私が席から「グランデで!」と彼をフォローすると、店員は笑顔で「グランデキャラペ入りまーす」
とさらりと言った。

なんでもないことなのだ。人のこだわりなんて、きっと本当にどうでもいいし、どうにでもなるものなのだ。

彼は新宿のスタバでキャラメルフラペチーノを頼むことが目標だった。それ以上でも以下でもない。ただ、それだけだったのだ。

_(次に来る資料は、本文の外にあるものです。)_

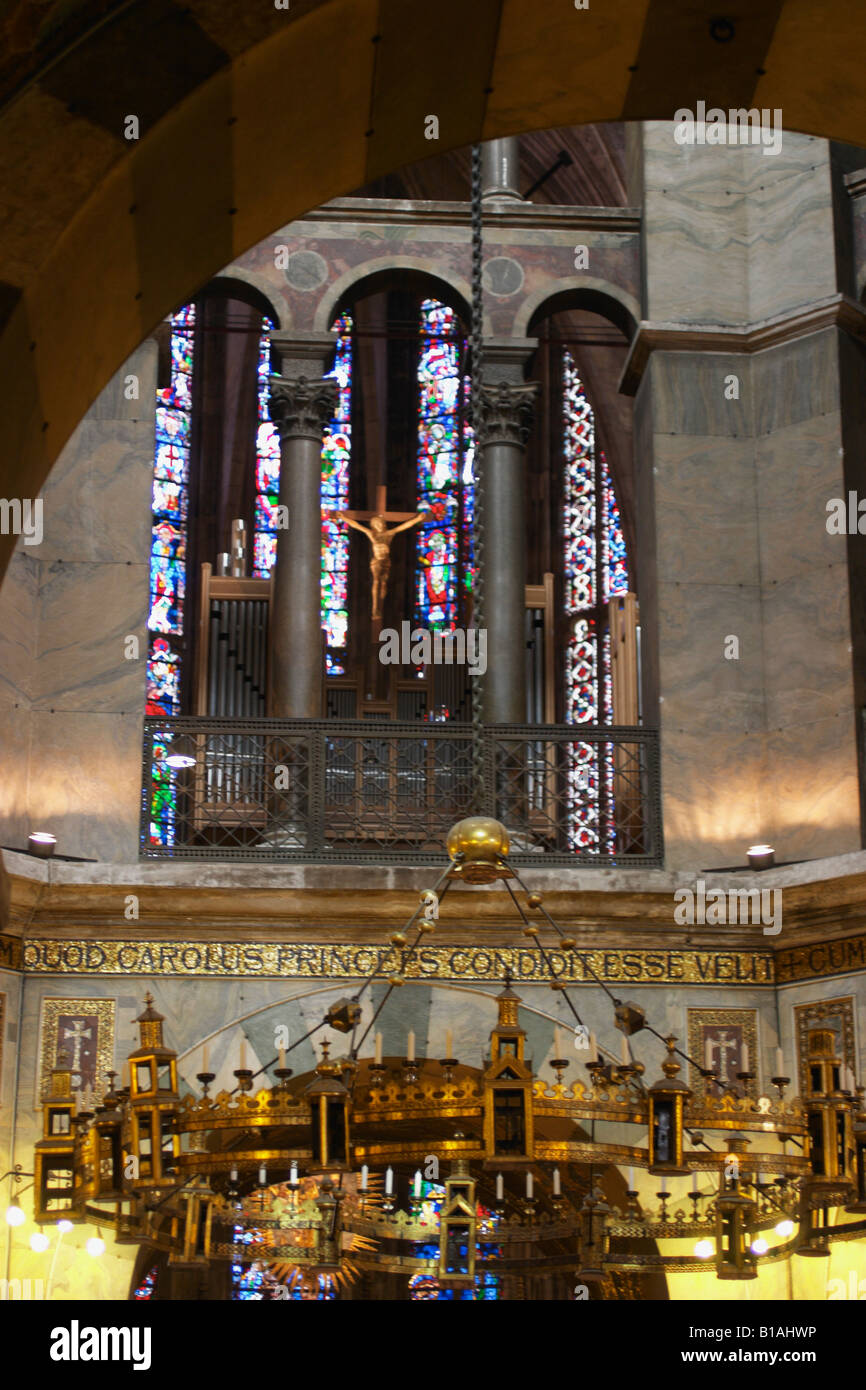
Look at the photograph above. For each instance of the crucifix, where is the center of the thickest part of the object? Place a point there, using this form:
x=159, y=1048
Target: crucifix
x=380, y=538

私は、この「キャラフラ・キャラペ論争」に終止符を、第三者であるスタバの店員が派手に打ってくれたことに、心の中だけで密かに感謝した。

「……また、君に負けた気がする」

素直に負けを認めるところが、恐らく彼の長所だろう。
ストローでくるくるとキャラメルフラペチーノをかき回しながら、彼はふてくされた表情だ。なので、私はこう言った。

「だって、私が勝たないと、君、死んじゃうでしょ」
「それはそうだけど」
「認めるんかい」
「でも……」

彼は私ではなく、ガラス越しのネオンを見つめながら、こう言った。

「いつか必ず、勝つからね」

いやいや。まだまだ負けられませんよ。